Published: Wed 28 Jun 2006 10:36 AM
MEDIA RELEASE
27 June 2006
Victoria recognised in tertiary teaching awards
Victoria University has been recognised for the seventh time in the fifth annual Tertiary Teaching Excellence Awards.
Dr Warwick Murray, Senior Lecturer in the School of Geography, Environment & Earth Sciences, received the award, worth $20,000, from the Minister for Tertiary Education, the Hon Dr Michael Cullen, at a ceremony at Parliament last night. Dr Murray is a lively Victoria academic who is renowned for singing to students to help them understand development issues.
This is the fifth year in a row that the University has featured in the awards, following wins by Dr Nick Ashill from the School of Marketing & International Business in 2002, Dr Sydney Shep from the School of Information Management in 2003, Professor John Davidson, from the School of Art History, Classics & Religious Studies, and Associate Professor Judy Brown, from the School of Accounting & Commercial Law, in 2004, and Daniel Brown, Reader in Design in the School of Design and Associate Professor Andrew Charleson, from the School of Architecture, in 2005.
Acting Vice-Chancellor, Professor David Mackay, praised Dr Murray on his success in winning the award.
“That Warwick won this award reflects the high praise he receives from students in his teaching evaluations and his reputation as a lively and stimulating teacher.
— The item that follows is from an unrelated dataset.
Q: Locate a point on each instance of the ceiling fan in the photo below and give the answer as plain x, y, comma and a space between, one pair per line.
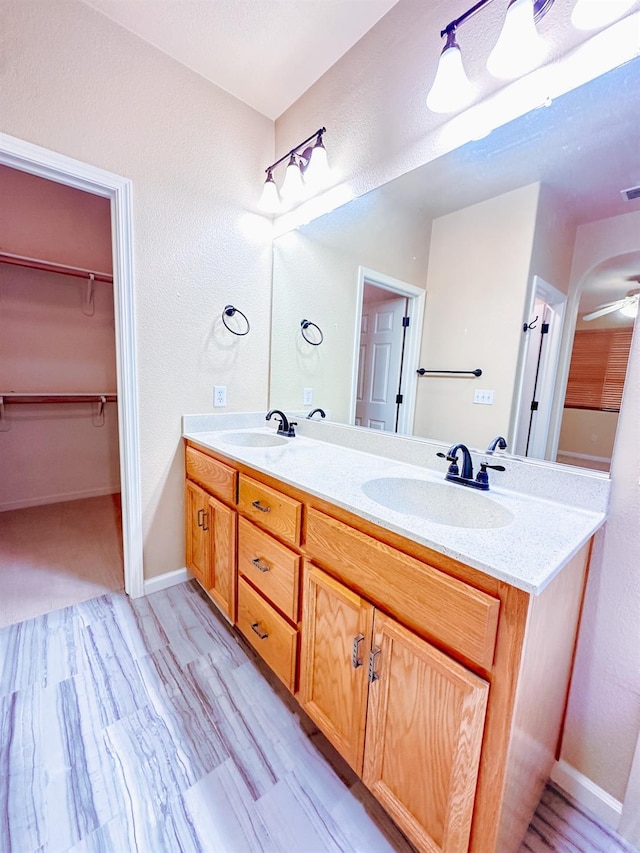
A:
628, 305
His achievement was recognised in 2003 when he was awarded a Victoria University Teaching Award. He’s also a highly regarded researcher in development geography and has played a major role in the growing relationship between New Zealand and Chile, organising a significant conference about the relationship that was held at Victoria last year.
Professor Mackay said Victoria’s continued success in the awards reflected the emphasis it placed on being a University where both undergraduate and postgraduate students learnt directly from leading researchers.
“While we were ranked as one of New Zealand’s top three research-led universities in the Performance-Based Research Fund, research-led learning and teaching is just as important because it is how new knowledge is imparted to our students. It is these students who, in future years, will be New Zealand’s next generation of researchers.”
Dr Murray, who co-ordinates three courses in the School and contributes to many others, said he was overwhelmed at receiving the award.
“My view of good teaching is to respect my students, inspire them to want to learn and to provide them with the space to make their own discoveries. My approach to teaching may be somewhat different from a traditional approach, for example, I often sing to my students to get a message across, but I believe it has the effect of ‘transporting them to the field.’“
Dr Murray’s original songs usually have a Latin American feel and are used to illustrate development and geographical issues.
Dr Murray’s research centres on the social, political and economic geography of development, the globalisation of agriculture and rural development, with a particular focus on Latin America and the Pacific Islands.
Current research projects he is involved with include examining neo-liberalism and small farmers in Chile, globalisation and contract farming in Sarawak (Malaysia), and an analysis of the recent Tongan agro-export boom using grower surveys.
Since 1997, he was written or co-edited two books and co-edited two special journal editions as well as writing more than 20 journal articles and 10 book chapters and a host of working papers, monographs, referred conference proceedings and reviews. He is also editor-in-chief of Asia Pacific Viewpoint journal, published by Blackwell Publishers.
Dr Murray, who holds a PhD in Development Geography and a Bachelor of Social Sciences with first class honours in geography and economics from the University of Birmingham, joined Victoria University in 2001 from Brunel University in Britain.